The workload was intense for 21 months, as 50 members of UBC Local 291 took part in major renovations at the Lake Placid Center. The deadline was all-important, as nearly 1,500 student athletes from 46 countries were set to compete there for 11 days in January, in the 2023 FISU World University Games, an international multi-sport competition for university athletes. 

The outcome? Lots of medals for the athletes, and gold-medal variety excellence among UBC carpenters, of course. 

The renovations were done under a Project Labor Agreement negotiated with New York’s Olympic Regional Development Authority, with the UBC’s training ability and staffing capacity a strong selling point, according to Matt Osborn, council representative in Plattsburgh, N.Y., for the North Atlantic States Regional Council of Carpenters. 

“The challenge was the timeline and the logistics of working with several contractors and subcontractors to keep the job staffed properly, while the venue stayed open for its usual business. We had other work going on in the region as well,” Osborn said. “Part of the solution was to grow the union and take in some new apprentices and journeymen.”  

With Lake Placid’s remote location, the job meant long commutes for some members, who traveled from Syracuse, Albany and beyond to show their stuff on the project’s varied aspects: 

  • A new “Link” building connects the 1980 complex to the 1932 complex. Carpenters worked from concrete to both interior and exterior finishes.

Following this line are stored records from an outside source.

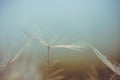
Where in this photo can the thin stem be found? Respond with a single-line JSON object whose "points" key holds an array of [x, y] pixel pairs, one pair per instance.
{"points": [[113, 76], [48, 62], [48, 56]]}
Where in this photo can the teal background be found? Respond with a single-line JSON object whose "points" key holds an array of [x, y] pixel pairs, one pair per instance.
{"points": [[94, 21]]}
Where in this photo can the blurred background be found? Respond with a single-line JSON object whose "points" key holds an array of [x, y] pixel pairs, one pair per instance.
{"points": [[96, 22]]}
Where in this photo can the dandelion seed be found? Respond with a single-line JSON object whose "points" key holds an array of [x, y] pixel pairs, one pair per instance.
{"points": [[10, 56]]}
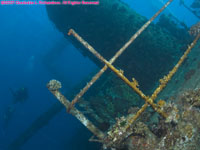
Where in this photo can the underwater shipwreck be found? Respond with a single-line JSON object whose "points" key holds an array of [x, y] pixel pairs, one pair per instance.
{"points": [[146, 94]]}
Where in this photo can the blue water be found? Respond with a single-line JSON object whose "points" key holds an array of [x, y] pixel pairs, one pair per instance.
{"points": [[26, 35]]}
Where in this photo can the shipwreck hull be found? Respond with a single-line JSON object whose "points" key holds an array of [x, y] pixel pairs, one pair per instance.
{"points": [[108, 26]]}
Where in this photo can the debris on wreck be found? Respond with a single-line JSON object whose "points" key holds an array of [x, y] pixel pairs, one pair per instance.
{"points": [[118, 115]]}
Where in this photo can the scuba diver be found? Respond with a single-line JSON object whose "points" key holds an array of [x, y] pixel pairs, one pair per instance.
{"points": [[19, 96]]}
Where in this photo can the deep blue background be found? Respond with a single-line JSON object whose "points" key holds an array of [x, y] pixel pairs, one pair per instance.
{"points": [[26, 34]]}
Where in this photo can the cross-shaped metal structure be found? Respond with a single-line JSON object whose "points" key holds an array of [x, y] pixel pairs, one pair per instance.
{"points": [[110, 139]]}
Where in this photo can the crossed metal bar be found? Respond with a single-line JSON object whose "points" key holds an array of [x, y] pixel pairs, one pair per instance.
{"points": [[133, 84], [112, 60]]}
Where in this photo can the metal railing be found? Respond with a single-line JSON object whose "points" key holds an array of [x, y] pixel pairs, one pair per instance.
{"points": [[110, 138]]}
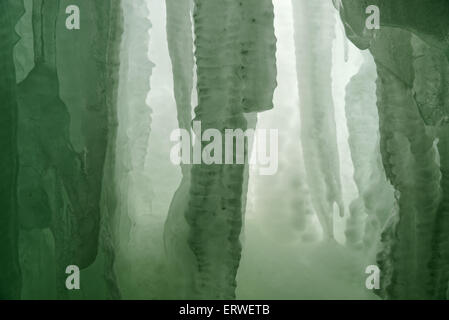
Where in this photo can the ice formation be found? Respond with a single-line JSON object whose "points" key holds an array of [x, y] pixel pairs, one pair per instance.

It includes a bar, cafeteria and seating area that overlooks the outdoor speed skating oval and ski jumps. It also features a museum on the history of the athletes and the games.  
  • Speed skating oval: Carpenters formed up for the placement of concrete for the new outdoor speed skating oval, and built an observation booth, restrooms and maintenance garage.  
  • 1980 Herb Brooks Arena: New seating, ADA-compliant restrooms and locker rooms. 
  • 1932 Jack Shea Arena: Upgrades to locker rooms along with installing an acoustical sound system to the rink ceiling. 

For Local 291 member Sam Blair, the project “had a different aura” than what he’s usually worked on in his nine-year UBC career.  

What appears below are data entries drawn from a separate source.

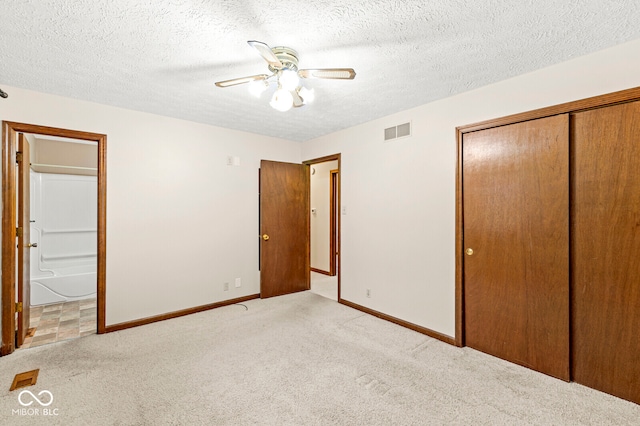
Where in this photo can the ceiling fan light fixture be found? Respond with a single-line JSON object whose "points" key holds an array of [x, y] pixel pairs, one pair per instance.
{"points": [[307, 95], [282, 100], [257, 87], [289, 79]]}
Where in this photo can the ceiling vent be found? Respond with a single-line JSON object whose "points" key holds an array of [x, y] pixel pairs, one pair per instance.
{"points": [[395, 132]]}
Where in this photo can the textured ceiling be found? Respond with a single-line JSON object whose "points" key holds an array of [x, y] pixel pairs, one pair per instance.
{"points": [[163, 56]]}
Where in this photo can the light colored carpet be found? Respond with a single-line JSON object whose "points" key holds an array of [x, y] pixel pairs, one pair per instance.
{"points": [[299, 359]]}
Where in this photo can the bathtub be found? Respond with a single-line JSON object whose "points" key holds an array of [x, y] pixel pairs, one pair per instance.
{"points": [[63, 288]]}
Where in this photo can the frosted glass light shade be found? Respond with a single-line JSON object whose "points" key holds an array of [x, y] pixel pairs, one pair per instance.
{"points": [[289, 80], [282, 100]]}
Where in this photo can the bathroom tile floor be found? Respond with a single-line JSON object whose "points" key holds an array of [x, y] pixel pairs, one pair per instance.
{"points": [[62, 321]]}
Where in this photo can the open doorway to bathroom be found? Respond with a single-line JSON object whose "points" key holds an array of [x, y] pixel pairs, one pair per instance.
{"points": [[63, 234], [325, 225], [65, 250]]}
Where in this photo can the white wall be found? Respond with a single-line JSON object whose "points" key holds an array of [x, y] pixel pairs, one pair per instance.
{"points": [[398, 235], [320, 183], [180, 222]]}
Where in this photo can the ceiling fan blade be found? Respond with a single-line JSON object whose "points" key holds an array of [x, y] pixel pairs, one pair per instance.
{"points": [[241, 80], [266, 52], [331, 73]]}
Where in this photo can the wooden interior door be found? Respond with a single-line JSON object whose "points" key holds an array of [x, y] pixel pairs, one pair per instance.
{"points": [[23, 282], [284, 228], [605, 302], [516, 240]]}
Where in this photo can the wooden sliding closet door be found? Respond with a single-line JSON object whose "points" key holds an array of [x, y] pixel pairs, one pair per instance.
{"points": [[516, 240], [605, 239]]}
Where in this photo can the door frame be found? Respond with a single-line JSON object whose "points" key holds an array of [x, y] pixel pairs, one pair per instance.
{"points": [[334, 181], [338, 237], [8, 290], [628, 95]]}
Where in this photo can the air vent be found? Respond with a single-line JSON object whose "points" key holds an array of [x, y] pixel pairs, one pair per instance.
{"points": [[400, 131], [390, 133]]}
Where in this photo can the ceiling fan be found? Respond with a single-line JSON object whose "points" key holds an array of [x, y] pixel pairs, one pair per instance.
{"points": [[283, 64]]}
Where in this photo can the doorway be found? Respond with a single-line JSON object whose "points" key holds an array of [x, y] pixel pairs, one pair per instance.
{"points": [[15, 289], [325, 226], [63, 237]]}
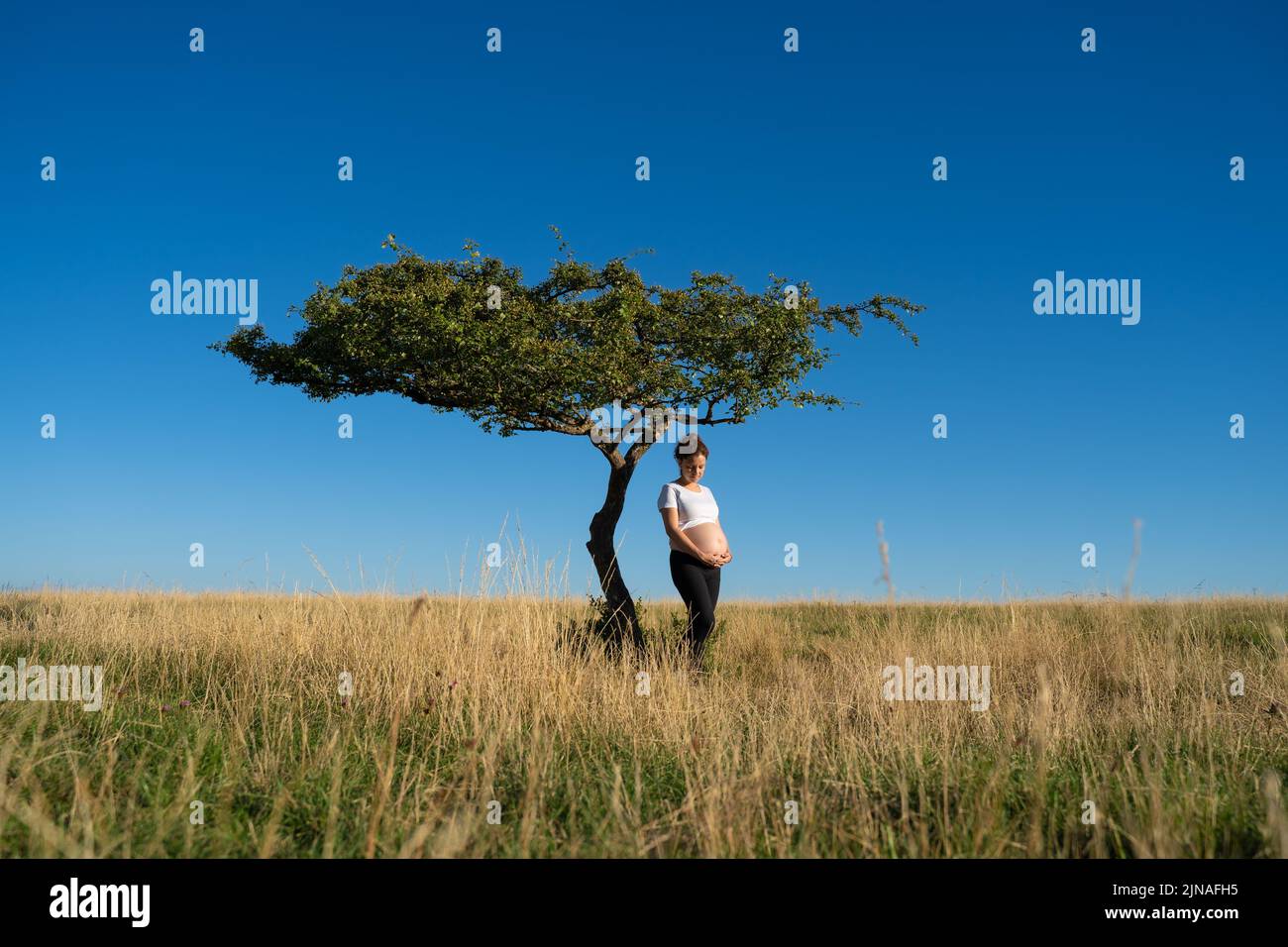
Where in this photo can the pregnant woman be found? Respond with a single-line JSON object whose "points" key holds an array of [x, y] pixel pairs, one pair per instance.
{"points": [[698, 545]]}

“Probably the most interesting part of the project was helping to create the space for the new Olympic Museum” within the complex, Blair said. An interior systems carpenter, Blair added that the new ceilings for the facility used “a different application that I hadn’t used before in a commercial setting. It was exciting to see the whole thing come to life after 40 years since it had had any updates.” 

Signatory contactors included: QSI Interiors; 34 Group; Quality Structures; AMC Construction and Management Corp; Gitzen Companies; Rozzell; and Hadley Exhibits. 

The 1980 arena got major upgrades. 
Local 291 members Joe Willette and Sam Blair, with Council Rep. Matthew Osborn, climbed atop the medal podium after a job well done. 
Concrete formwork was among improvements to the speed-skating facility.